Cormier has been outspoken against the Mid-Barataria Sediment Diversion, which will build as much as 21 square miles of new land in Plaquemines and Jefferson parishes over the next 50 years, but threatens the viability of the area’s fishing industry.
Cormier characterizes himself as having “John Bel-type politics.”
“I have a broad range of backing— the AFL-CIO and the NRA— which is rare,” he said.
He said he would continue to pursue legislation to address high insurance rates and increase teacher pay. And he would work to bring funding to support economic development and infrastructure in the district, like by encouraging railroads to extend rail lines further south.

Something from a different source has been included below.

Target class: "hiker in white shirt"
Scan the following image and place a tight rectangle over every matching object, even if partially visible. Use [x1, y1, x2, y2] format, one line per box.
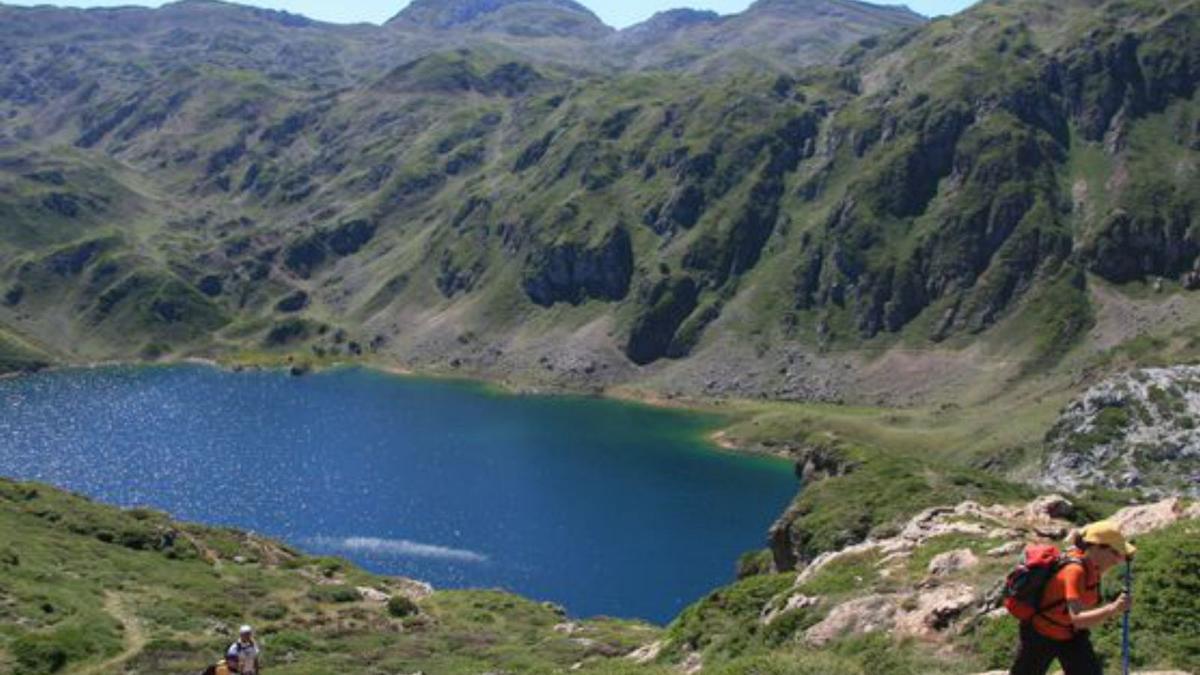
[226, 625, 263, 674]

Other candidates also cited high insurance rates and impacts from the diversion as major concerns.
Cappiello-Leopold, a former customer service representative at Chevron Oronite, said addressing the insurance crisis is among her top priorities, noting that she’d look to other coastal states for best practices. She’d also lobby for funding for infrastructure improvements and fight for greater transparency and accountability on the diversion, she said. She is the wife of Chris Leopold.
Cappiello-Leopold, who grew up in Port Sulphur, has criticized Cormier as a “laissez-faire legislator.”
While door-knocking, “the consistent message that I have gotten is, No. 1, they don’t even know who their current representative is,” said Cappiello-Leopold. Cappiello-Leopold’s candidacy was challenged in August for allegedly not filing her taxes for the years 2021 and 2022 but the Buras resident who filed the lawsuit decided not the pursue the challenge. The lawsuit was “without merit” said Cappiello-Leopold.
Braud, an attorney, also cites insurance relief and infrastructure as major priorities.
He said he was motivated to run in response to the challenges that Plaquemines Parish has dealt with since Ida, and the feeling of “malaise” that has settled over the area, along with the state’s consistently low rankings on health care and education.
“My family has been in District 105 for generations,” said Braud. Speaking about his children, ages 8, 9, and 11, he said: “I hope they can one day raise their familly down here, but I see things especially since Ida that makes me worry about that.”
He said he would work to make sure that district residents are better engaged with some of the big changes on the way for the parish, including the proposed LNG terminal and the diversion. Braud also lists coastal restoration as a priority, citing his development experience acquiring and permitting the Jesuit Bend Mitigation Bank and representing clients in the BP Oil Spill and in fishing industries.
Vallee also cited insurance reform and improvements for flood protection as priorities. Vallee owns a gun range, serves as the president of the Landlord Advisory Committee of New Orleans and previously ran for a New Orleans City Council seat.
His candidacy was challenged in August for allegedly residing at a New Orleans address outside the district. Vallee said that he has lived in Belle Chase since 2020, when he got married to his wife and moved into her home there. A judge ruled in his favor in the case in August.
Vallee’s spokesperson said that additional priorities include completing the Walker Road Bridge project, development of river-based industry and addressing the saltwater intrusion issues currently facing the parish.
In 2018, FOX 8 reported that Vallee had been out of compliance for years on loans for some of his rental properties. The loans were overseen by the Louisiana Housing Corporation, which Vallee at the time served on the board of, according to FOX 8. Vallee contested the claim that the loans were out of compliance and said they were ultimately forgiven.